Sirolimus has a licence for the prevention of rejection in renal transplantation in addition to ciclosporin and steroids. It is available in the UK as tablets and oral liquid. It is metabolised via cytochrome P450 3A4 and potential drug interactions are similar for tacrolimus and ciclosporin. It is given once daily. Doses could be between 0.5–6 mg once a day, and are adjusted according to blood concentration. Target whole blood concentrations for sirolimus differ depending on the organ, concomitant immunosuppressant drug treatment and the time post-transplant, but could be between 5–20 ng/ml. Everolimus differs from sirolimus by the addition of an –O—OH functional group, which confers a higher clearance than sirolimus. Everolimus has been studied in heart transplantation,42 but does not yet have a licence in the UK.
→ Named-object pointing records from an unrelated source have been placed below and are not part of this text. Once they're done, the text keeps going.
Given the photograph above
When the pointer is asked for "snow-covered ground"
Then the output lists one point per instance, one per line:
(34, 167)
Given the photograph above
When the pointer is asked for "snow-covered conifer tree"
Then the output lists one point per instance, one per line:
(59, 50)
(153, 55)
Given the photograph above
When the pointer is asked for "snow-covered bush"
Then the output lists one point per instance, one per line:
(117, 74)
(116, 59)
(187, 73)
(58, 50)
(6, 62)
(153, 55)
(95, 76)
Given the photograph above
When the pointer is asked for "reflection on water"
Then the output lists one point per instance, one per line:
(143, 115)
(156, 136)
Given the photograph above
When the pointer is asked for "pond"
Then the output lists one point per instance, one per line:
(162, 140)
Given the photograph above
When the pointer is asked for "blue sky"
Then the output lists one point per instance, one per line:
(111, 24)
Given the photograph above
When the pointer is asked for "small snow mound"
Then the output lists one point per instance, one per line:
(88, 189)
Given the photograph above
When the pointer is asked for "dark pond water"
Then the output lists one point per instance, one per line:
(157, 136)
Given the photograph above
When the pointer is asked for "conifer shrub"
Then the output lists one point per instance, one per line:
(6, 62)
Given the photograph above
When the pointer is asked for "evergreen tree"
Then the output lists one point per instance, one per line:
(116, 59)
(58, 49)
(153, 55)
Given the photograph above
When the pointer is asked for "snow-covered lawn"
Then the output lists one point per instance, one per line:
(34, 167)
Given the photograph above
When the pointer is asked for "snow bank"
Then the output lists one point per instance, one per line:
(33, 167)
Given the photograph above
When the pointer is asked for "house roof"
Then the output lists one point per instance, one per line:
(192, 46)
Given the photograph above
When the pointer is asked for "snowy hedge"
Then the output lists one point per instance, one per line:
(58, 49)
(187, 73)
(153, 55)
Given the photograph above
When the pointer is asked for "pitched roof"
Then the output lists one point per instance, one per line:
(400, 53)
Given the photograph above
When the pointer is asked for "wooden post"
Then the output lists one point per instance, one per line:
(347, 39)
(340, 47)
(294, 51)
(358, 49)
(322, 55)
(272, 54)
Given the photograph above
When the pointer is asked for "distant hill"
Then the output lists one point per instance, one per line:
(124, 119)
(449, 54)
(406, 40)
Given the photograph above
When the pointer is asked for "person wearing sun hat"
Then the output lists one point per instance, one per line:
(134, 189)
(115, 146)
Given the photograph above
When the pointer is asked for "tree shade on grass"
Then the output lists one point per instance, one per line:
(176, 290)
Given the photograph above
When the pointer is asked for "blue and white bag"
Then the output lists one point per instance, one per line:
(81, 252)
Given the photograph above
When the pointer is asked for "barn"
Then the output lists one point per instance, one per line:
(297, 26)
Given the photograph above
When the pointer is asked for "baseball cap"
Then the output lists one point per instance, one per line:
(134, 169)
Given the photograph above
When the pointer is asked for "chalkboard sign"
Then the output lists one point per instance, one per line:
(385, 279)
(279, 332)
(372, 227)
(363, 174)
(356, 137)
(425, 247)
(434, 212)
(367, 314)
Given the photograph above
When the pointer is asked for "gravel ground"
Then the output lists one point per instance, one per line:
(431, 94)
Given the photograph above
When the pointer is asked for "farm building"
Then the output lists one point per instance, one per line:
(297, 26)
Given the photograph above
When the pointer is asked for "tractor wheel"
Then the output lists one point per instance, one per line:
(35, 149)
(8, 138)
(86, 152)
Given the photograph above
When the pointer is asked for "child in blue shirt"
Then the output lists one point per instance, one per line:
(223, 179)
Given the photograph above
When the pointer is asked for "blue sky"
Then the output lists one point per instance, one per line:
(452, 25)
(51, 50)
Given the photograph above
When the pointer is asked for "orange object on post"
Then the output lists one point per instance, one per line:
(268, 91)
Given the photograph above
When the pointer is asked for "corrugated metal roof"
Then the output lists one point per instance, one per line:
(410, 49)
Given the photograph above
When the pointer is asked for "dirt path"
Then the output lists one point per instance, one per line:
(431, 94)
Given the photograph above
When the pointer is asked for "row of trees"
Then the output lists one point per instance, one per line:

LATE DRUG-INDUCED PROBLEMS
Renal failure, osteoporosis, diabetes and post-transplant lymphoproliferative disease are serious late complications of immunosuppression therapy.44–47 Drug doses are reduced, and drug combinations are individualised, to minimise toxicities.
CONCLUSIONS
Tacrolimus is superior to ciclosporin for reducing the incidence of acute rejection following solid organ transplantation, and has a more favourable side effect profile. MMF is being used more frequently in paediatric heart transplantation, and is used second line to manage rejection in renal, lung and liver transplantation. CNI nephrotoxicity is a major long term problem. Immunosuppressant combinations are adjusted to minimise nephrotoxicity without compromising rejection—for example, the use of TOR inhibitors. Immunosuppression is tailored to individual and clinical need.